Context: The Centre has sought a review of a Supreme Court verdict upholding the Delhi Government’s power to make laws and wield control over civil services in the national capital.

Governance of UTs in India Background

  • The dispute over whether the Lieutenant Governor or the Chief Minister would have powers over the administrative services in Delhi went to the Supreme Court.
  • The administrative services include appointments and transfers, in the national capital.
  • The Supreme Court held that the National Capital Territory of Delhi has legislative and executive power over administrative services in the National Capital, excluding matters relating to public order, police and land.
    • The Centre has moved the Supreme Court seeking review of this verdict.

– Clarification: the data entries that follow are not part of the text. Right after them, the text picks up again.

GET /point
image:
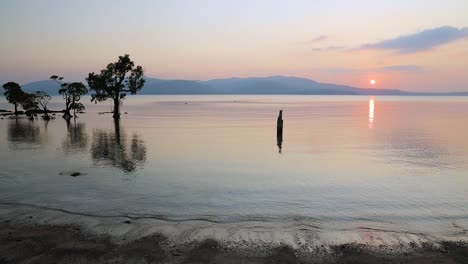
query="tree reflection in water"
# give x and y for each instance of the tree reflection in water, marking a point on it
(23, 131)
(77, 138)
(113, 149)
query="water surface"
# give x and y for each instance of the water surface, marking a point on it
(344, 162)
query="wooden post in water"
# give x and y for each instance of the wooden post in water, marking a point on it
(279, 131)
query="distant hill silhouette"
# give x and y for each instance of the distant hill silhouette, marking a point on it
(49, 86)
(252, 85)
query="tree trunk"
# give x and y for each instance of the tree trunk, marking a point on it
(67, 114)
(116, 107)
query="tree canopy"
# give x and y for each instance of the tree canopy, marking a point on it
(13, 94)
(115, 81)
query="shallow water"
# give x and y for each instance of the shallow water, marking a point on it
(344, 163)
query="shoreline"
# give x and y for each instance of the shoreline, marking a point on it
(47, 236)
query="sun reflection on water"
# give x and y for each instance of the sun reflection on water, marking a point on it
(371, 112)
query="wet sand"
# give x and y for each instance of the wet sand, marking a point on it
(38, 243)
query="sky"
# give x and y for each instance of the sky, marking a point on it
(409, 45)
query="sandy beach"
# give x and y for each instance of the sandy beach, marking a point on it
(20, 243)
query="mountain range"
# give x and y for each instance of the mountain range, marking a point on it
(253, 85)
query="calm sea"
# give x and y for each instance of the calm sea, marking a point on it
(344, 162)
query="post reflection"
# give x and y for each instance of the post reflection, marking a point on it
(112, 148)
(371, 112)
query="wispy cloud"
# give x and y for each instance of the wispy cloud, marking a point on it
(337, 70)
(401, 68)
(329, 48)
(421, 41)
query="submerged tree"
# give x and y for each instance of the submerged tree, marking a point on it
(114, 148)
(13, 94)
(71, 93)
(115, 81)
(43, 100)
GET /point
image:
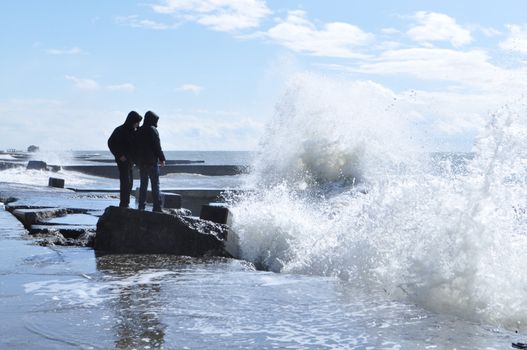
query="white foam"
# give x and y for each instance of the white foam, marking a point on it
(451, 243)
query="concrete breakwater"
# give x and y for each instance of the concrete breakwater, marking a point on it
(110, 171)
(65, 217)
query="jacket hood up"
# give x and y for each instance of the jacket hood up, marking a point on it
(132, 118)
(151, 119)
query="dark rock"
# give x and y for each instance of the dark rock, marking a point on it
(123, 230)
(180, 211)
(171, 200)
(215, 213)
(55, 238)
(36, 165)
(33, 148)
(55, 182)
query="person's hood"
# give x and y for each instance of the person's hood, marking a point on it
(151, 119)
(132, 118)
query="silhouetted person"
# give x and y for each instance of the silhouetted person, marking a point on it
(121, 145)
(150, 156)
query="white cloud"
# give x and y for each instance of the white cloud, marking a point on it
(336, 39)
(517, 39)
(34, 121)
(58, 52)
(434, 26)
(195, 89)
(390, 31)
(469, 69)
(83, 84)
(213, 131)
(126, 87)
(136, 22)
(220, 15)
(90, 84)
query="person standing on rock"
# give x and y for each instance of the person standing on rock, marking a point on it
(150, 156)
(120, 144)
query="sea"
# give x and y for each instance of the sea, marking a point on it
(352, 236)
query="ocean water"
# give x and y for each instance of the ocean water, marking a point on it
(352, 237)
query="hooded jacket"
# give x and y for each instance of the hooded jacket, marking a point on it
(120, 142)
(149, 151)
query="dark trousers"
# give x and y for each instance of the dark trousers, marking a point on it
(126, 179)
(149, 172)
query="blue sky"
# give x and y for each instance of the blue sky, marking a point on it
(214, 69)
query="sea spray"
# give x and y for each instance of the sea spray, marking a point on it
(339, 194)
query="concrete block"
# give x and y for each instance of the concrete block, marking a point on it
(30, 217)
(56, 182)
(129, 231)
(171, 200)
(36, 165)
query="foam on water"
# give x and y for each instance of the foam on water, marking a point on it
(40, 178)
(340, 192)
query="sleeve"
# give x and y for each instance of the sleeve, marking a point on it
(114, 144)
(158, 151)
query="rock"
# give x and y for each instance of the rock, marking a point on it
(55, 182)
(179, 212)
(36, 165)
(171, 200)
(125, 231)
(68, 231)
(33, 149)
(215, 213)
(30, 217)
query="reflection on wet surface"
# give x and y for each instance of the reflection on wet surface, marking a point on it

What are Union Territories?

  • According to Article 1 of the Constitution of India, the territory of India can be classified into three categories:
    • Territories of the states
    • Union territories
    • Territories that may be acquired by the Government of India at any time.
  • Unlike the states of India, which have their own governments, Union Territories (UTs) are the federal territories, administered by the Union government of India.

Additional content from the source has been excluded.